K-Nearest Neighbors

CIS 241, Dr. Ladd

spacebar to go to the next slide, esc/menu to navigate

What is K-Nearest Neighbors?

KNN is both a regressor and a classifier.

It can predict either numerical values or categories!

A machine learning method based on distances.

There are many ways to calculate distance.

Euclidean distance is the default in scikit-learn.

\[\sqrt[]{(x_2 - x_1)^2 + (y_2 - y_1)^2}\]
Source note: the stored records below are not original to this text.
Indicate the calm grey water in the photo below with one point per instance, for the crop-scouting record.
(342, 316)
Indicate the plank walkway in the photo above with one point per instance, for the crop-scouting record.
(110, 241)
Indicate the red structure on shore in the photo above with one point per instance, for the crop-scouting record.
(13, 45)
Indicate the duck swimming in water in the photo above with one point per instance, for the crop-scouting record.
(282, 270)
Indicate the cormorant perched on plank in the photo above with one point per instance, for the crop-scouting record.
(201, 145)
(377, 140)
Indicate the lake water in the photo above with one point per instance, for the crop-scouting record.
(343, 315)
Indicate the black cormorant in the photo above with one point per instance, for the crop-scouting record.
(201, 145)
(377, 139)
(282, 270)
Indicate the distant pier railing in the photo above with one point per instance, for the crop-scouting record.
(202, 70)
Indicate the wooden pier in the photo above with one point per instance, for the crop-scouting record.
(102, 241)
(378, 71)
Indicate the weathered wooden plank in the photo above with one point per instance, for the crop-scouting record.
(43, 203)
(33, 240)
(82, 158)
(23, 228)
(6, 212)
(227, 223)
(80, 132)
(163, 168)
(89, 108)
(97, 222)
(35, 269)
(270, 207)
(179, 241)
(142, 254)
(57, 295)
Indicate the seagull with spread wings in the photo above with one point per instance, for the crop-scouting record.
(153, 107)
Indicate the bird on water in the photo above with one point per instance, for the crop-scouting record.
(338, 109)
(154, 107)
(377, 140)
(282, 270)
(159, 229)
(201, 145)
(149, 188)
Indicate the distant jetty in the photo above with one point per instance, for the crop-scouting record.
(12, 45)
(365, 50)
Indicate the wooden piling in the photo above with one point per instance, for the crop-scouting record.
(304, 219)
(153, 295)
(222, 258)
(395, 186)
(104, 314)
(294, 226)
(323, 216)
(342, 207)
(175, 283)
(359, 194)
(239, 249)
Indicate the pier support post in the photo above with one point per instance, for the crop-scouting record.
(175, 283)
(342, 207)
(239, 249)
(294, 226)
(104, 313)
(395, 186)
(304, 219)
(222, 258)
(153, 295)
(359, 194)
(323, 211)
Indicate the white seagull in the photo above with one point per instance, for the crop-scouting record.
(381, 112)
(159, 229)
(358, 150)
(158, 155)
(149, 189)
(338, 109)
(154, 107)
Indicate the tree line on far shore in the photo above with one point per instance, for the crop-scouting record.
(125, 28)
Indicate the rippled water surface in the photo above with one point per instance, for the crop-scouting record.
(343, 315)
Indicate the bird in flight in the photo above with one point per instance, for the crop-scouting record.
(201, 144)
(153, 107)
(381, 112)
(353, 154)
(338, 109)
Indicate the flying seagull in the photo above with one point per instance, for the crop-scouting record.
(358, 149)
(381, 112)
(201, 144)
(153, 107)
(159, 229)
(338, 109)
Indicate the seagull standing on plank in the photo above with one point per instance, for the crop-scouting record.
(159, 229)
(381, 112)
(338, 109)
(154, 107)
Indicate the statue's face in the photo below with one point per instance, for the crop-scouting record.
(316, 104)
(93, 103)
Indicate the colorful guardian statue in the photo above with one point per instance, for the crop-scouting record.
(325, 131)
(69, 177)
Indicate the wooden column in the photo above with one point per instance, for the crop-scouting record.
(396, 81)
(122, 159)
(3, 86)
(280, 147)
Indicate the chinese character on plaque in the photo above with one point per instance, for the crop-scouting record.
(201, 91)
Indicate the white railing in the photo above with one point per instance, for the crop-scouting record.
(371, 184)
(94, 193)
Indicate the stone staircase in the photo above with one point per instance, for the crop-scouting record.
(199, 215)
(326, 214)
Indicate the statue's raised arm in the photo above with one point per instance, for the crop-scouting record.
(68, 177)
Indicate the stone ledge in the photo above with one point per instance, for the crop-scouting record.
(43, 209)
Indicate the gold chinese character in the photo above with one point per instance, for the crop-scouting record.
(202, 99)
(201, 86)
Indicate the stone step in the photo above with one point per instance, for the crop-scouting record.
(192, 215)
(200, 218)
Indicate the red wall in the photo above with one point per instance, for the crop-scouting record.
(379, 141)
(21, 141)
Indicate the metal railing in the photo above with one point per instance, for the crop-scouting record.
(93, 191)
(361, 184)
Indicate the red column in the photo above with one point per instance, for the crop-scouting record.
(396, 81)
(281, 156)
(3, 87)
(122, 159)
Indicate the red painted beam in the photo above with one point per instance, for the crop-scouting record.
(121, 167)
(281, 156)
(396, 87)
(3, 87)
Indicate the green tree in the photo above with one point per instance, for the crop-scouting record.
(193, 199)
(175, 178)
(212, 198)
The key to KNN is setting the correct K.

  • In machine learning, K or k refers to any integer.
  • If K is too low, you may be overfitting.
  • If K is too high, you may be oversmoothing.
  • Usually between 1-20, and an odd number avoids ties.
  • You must decide based on the data!

The Bias-Variance Trade-Off

  • Variance: the error in your model due to the choice of training data (sensitivity to small changes in the training data)
  • Bias: the error in your model due to not accounting for the real-world scenario (bad assumptions in the learning algorithm)
  • As variance goes up, bias goes down and vice versa.
  • Overfitting leads to variance, Oversmoothing (underfitting) leads to bias
  • You’re trying to find a balance

You can use one-hot encoding to handle factor variables.
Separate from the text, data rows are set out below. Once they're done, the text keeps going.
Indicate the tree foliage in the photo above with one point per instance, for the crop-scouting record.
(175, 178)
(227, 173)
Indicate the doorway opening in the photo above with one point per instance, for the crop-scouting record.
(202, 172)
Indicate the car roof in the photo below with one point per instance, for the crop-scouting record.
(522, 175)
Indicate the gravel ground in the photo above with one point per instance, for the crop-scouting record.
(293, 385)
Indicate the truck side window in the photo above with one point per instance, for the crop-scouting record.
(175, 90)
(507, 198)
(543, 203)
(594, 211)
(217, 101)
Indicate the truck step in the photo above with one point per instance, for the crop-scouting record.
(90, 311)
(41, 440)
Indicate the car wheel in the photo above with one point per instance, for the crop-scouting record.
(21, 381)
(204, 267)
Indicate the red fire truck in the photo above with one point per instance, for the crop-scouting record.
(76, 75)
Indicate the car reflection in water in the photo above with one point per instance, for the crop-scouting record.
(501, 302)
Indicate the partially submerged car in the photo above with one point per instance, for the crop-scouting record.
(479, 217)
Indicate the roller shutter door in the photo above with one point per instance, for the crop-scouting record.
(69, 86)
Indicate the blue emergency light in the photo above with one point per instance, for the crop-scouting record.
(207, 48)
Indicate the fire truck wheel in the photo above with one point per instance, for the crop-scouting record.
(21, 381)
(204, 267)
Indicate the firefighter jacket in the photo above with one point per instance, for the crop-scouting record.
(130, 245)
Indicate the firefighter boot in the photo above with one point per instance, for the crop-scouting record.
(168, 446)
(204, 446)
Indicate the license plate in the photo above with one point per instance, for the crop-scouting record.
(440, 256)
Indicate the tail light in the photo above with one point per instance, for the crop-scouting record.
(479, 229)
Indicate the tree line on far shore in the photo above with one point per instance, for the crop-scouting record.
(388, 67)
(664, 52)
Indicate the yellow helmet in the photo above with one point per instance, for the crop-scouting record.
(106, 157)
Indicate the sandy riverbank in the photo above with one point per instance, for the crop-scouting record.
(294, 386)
How is this different from reference coding?

You must standardize your variables.

Also called “normalization”, this keeps variables in the same scale.
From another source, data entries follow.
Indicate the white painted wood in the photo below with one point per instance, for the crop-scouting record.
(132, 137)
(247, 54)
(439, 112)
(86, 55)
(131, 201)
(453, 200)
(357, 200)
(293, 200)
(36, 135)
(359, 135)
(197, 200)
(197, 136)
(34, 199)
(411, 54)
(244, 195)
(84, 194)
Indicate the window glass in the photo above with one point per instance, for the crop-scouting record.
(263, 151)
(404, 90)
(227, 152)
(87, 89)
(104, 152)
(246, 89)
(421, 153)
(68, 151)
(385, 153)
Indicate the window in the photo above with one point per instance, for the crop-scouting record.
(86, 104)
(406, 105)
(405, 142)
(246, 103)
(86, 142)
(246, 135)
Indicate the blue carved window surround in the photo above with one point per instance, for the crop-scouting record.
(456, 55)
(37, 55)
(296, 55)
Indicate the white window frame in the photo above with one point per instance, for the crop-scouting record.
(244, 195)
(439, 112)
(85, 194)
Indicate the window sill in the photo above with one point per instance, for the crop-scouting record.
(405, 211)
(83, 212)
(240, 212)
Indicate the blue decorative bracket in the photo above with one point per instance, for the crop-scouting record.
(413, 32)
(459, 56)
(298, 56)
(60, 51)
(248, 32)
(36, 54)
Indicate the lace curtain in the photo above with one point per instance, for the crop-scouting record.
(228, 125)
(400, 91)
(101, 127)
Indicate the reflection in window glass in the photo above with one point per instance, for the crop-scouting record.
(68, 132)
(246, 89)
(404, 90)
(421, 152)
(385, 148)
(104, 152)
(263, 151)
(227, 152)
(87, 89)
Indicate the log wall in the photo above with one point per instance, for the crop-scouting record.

Not “how much” but “how different from the average.”

The most common standardization is the z-score.

\[z=\frac{x-\bar{x}}{s}\]

The z-score is the original value minus the mean and divided by the standard deviation.

KNN in Python

New scikit-learn classes

# For standardization
from sklearn.preprocessing import StandardScaler
# For KNN
from sklearn.neighbors import KNeighborsRegressor, KNeighborsClassifier

You will also need plenty of classes and functions that we’ve used previously!

Standardizing with z-scores

# Using the penguins dataset
predictors = ["bill_length_mm", "bill_depth_mm", "flipper_length_mm", "sex"]
target = "body_mass_g" # A numerical target for now

# Remove null values and use one-hot encoding
penguins = penguins.dropna()
X = pd.get_dummies(penguins[predictors])
y = penguins[target]

# Split data BEFORE standardizing
X_train, X_test, y_train, y_test = train_test_split(
    X, 
    y, 
    test_size=0.3, 
    random_state=0)

# Standardizing using the training data
scaler = StandardScaler()
scaler.fit(X_train)
X_train_std = scaler.transform(X_train)

Predict a value with KNN

# Fit the KNN Regressor
# Choose a sensible value for K (n_neighbors)
knn = KNeighborsRegressor(n_neighbors=5)
knn.fit(X_train_std, y_train)

# Standardize test data before predicting!
X_test_std = scaler.transform(X_test)
predictions = knn.predict(X_test_std)

There are no coefficients in KNN!

Predict a category with KNN

# First you must split and standardize the data with a new target.
# Decide on your predictors and targets
predictors = ["bill_length_mm", "bill_depth_mm", "flipper_length_mm", "sex"]
target = "species" # A categorical target now

penguins = penguins.dropna()
X = pd.get_dummies(penguins[predictors])
y = penguins[target]

X_train, X_test, y_train, y_test = train_test_split(
    X, 
    y, 
    test_size=0.3, 
    random_state=0)

# Standardizing using the training data
scaler = StandardScaler()
scaler.fit(X_train)

X_train_std = scaler.transform(X_train)

Predict a category with KNN (cont.)

# Fit the classification model
# Decide on a good value for K (n_neighbors)
knn = KNeighborsClassifier(n_neighbors=5)
knn.fit(X_train_std, y_train)

# Standardize test data
X_test_std = scaler.transform(X_test)

# Get both probabilities and predictions!
probabilities = knn.predict_proba(X_test_std)
predictions = knn.predict(X_test_std)

Validating a KNN model

For a KNN Regressor, use residuals.

This works like it would for a linear regression: you can use RMSE to understand how your model performed.

For a KNN Classifier, use the confusion matrix.

All the usual measures (accuracy, precision, recall, etc.) are valuable here.